Le tolleranze di cantiere non ammettono l’applicazione indistinta, bensì la valutazione specifica non solo in riferimento alla data in cui terminati i lavori
EDILIZIA URBANISTICA TERRITORIO
Disciplinate dall’ art.34-bis del Testo Unico per l’Edilizia le tolleranze di cantiere sono così applicabili:
- Lavori ultimati successivamente al 24/05/2024, tolleranza del 2% e lavori terminati entro il 24/05/2024, discostamenti differenziati del 2%, 3%, 4% o 5%, in nessuno dei due casi si genera violazione edilizia, nello specifico si tratta del mancato rispetto:
dell’altezza;
dei distacchi;
della cubatura;
della superficie coperta;
di ogni altro parametro delle singole unità immobiliari.
- Lavori realizzati in edifici non assoggettati al vincolo di cui al d.Lgs 42/2004, ultimati successivamente al 24/05/2024, relativi all’attuazione di titoli abilitativi edilizi, ovvero interventi realizzati successivamente all’edificazione dell’immobile, ad esempio di ristrutturazione edilizia, si applica la tolleranza del 2% se le opere non violano la disciplina urbanistica ed edilizia e non pregiudicano l’agibilità dell’immobile, si tratta delle:
irregolarità geometriche;
modifiche alle finiture degli edifici di minima entità;
diversa collocazione di impianti e opere interne.
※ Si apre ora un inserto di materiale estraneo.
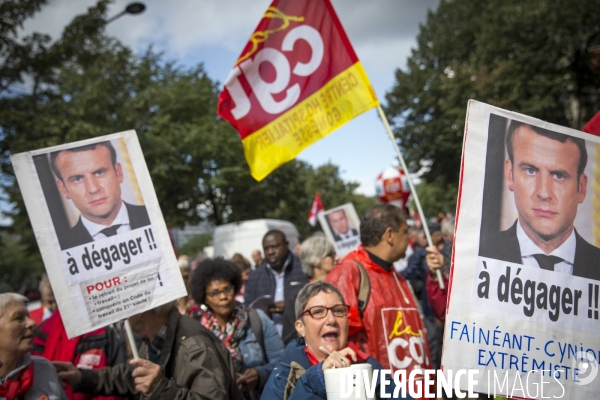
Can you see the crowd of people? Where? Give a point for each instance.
(248, 330)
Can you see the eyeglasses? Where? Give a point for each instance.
(319, 312)
(227, 290)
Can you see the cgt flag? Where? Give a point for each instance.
(315, 209)
(296, 81)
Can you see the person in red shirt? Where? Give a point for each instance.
(389, 327)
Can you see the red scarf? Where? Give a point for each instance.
(13, 388)
(360, 355)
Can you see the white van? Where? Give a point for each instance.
(245, 236)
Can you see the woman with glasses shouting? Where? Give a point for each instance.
(322, 324)
(249, 335)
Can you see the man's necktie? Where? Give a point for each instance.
(111, 230)
(547, 262)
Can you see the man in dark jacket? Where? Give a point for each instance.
(180, 359)
(280, 277)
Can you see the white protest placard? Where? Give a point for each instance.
(341, 225)
(100, 230)
(523, 303)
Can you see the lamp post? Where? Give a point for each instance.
(132, 8)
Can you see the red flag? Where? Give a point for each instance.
(593, 125)
(296, 81)
(315, 209)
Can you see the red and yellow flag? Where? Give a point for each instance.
(296, 81)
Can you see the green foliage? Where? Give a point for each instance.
(436, 196)
(527, 57)
(195, 245)
(87, 85)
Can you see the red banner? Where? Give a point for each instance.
(296, 81)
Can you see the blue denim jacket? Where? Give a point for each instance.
(253, 354)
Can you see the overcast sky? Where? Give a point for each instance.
(215, 31)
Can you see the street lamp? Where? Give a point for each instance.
(132, 8)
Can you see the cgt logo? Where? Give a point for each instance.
(274, 95)
(407, 348)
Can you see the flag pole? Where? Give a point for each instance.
(412, 188)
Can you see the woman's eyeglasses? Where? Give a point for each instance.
(318, 312)
(227, 290)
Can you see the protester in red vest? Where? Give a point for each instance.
(391, 316)
(22, 375)
(95, 350)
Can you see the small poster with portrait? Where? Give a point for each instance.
(341, 225)
(523, 296)
(100, 230)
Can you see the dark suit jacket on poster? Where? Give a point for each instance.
(338, 238)
(78, 235)
(505, 246)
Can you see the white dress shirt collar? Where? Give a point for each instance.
(95, 229)
(565, 251)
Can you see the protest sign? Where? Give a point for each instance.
(341, 226)
(100, 230)
(523, 304)
(296, 81)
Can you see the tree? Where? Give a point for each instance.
(531, 58)
(87, 84)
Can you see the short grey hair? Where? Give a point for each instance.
(311, 290)
(7, 299)
(312, 251)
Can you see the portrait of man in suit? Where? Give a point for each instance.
(544, 170)
(91, 178)
(338, 220)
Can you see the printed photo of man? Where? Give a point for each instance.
(91, 178)
(544, 170)
(338, 220)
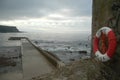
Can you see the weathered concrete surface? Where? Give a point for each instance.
(102, 13)
(90, 69)
(34, 63)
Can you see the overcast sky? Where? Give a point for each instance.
(47, 15)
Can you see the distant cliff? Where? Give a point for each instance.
(6, 29)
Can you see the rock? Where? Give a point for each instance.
(90, 69)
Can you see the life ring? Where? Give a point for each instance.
(112, 43)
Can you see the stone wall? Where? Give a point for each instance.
(104, 14)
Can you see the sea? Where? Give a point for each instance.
(67, 46)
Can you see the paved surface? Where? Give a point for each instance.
(34, 63)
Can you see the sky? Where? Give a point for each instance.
(59, 16)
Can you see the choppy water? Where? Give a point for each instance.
(66, 46)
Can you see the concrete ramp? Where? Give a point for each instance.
(34, 63)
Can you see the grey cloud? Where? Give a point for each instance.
(14, 9)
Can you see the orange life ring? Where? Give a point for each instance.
(112, 43)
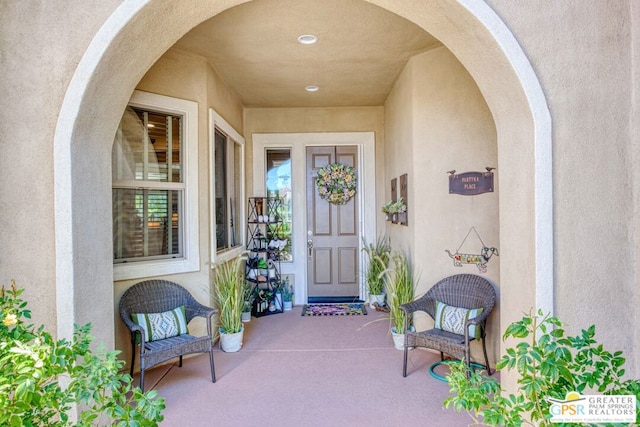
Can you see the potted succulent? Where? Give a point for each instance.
(399, 284)
(287, 295)
(378, 254)
(229, 294)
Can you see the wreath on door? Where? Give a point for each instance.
(337, 183)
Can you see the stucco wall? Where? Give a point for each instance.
(437, 120)
(35, 75)
(582, 53)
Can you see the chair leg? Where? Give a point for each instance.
(213, 369)
(142, 380)
(404, 366)
(133, 353)
(486, 358)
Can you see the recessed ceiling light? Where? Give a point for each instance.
(307, 39)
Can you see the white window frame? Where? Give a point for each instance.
(190, 260)
(216, 121)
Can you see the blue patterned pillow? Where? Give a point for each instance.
(159, 326)
(452, 319)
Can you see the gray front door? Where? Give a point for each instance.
(332, 231)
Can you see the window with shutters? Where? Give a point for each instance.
(152, 216)
(227, 159)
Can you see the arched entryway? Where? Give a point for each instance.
(82, 146)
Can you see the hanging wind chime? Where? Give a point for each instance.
(480, 260)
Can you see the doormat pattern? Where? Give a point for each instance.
(334, 310)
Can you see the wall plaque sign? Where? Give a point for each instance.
(471, 183)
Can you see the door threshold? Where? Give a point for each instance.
(334, 300)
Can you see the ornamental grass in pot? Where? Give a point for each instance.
(378, 254)
(229, 296)
(400, 285)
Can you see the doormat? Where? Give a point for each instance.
(334, 310)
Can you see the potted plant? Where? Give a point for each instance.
(399, 284)
(229, 295)
(378, 254)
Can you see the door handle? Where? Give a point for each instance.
(310, 247)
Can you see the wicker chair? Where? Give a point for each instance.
(157, 296)
(461, 290)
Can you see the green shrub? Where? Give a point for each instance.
(549, 365)
(42, 379)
- Lavori realizzati in edifici non assoggettati al vincolo di cui al d.Lgs 42/2004, ultimati entro il 24/05/2024 con applicazione delle aliquote differenziate del 2%, 3%, 4% e 5% se non violata la disciplina urbanistico-edilizia e non pregiudicata l’agibilità dell’immobile, si tratta de:
minore dimensionamento dell’edificio;
mancata realizzazione di elementi architettonici non strutturali;
irregolarità esecutive di muri esterni ed interni;
difforme ubicazione delle aperture interne;
difforme esecuzione di opere rientranti nella nozione di manutenzione ordinaria;
errori progettuali corretti in cantiere;
errori materiali di rappresentazione progettuale delle opere.